[PATCH v6 1/8] box: refactor tuple_validate_raw

Kirill Shcherbatov kshcherbatov at tarantool.org
Mon Dec 17 09:52:45 MSK 2018


Since the tuple_validate_raw and tuple_init_field_map functions
make the same data checks, we implemented tuple_validate_raw via
tuple_init_field_map called with region memory chunk is passed
as field map. This is required because in subsequent patches
the tuple_init_field_map routine logic will be complicated,
and we want to avoid writing the same checks twice.

Introduced the format->field_map_template allocation - a memory
chunk having field_map_size and initialized with 0 for nullable
fields and UINT32_MAX marker for other.
The tuple_init_field_map copies template data to real field_map
and do map initialization for indexed fields. Then the new
routine tuple_field_map_validate scans initialized field_map and
looks for UINT32_MAX marker.
This is only integrity assert check now.

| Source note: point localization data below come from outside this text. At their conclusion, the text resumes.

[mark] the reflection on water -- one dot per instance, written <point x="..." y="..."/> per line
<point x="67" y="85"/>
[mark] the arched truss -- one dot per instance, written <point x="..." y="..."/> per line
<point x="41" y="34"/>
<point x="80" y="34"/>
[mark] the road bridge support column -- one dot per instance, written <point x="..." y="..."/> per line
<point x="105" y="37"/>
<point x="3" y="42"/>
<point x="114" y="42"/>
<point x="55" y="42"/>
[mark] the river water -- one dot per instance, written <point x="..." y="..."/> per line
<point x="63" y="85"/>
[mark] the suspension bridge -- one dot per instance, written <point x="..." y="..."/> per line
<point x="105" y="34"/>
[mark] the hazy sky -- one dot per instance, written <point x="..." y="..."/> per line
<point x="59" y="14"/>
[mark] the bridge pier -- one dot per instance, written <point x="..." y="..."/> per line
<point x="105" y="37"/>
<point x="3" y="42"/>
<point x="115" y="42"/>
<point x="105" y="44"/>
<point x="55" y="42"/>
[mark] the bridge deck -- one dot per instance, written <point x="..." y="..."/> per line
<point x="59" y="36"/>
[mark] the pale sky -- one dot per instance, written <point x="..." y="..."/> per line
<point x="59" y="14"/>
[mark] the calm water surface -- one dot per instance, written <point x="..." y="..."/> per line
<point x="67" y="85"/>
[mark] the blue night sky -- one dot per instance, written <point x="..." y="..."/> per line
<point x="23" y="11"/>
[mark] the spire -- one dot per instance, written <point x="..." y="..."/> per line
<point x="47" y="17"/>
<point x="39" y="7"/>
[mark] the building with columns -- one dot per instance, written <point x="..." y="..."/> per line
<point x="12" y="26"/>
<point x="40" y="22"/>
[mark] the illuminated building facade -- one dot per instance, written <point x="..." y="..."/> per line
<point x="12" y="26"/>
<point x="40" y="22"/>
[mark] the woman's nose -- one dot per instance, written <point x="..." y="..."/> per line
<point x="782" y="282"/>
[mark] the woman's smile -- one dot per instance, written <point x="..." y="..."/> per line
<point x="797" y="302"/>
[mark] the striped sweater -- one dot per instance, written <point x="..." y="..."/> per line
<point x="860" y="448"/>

But later it will be
used to raise errors when JSON document has invalid structure.

Needed for #1012
---
 src/box/tuple.c        |  35 +++--------
 src/box/tuple_format.c | 129 +++++++++++++++++++++++++++++++----------
 src/box/tuple_format.h |   8 +++
 3 files changed, 116 insertions(+), 56 deletions(-)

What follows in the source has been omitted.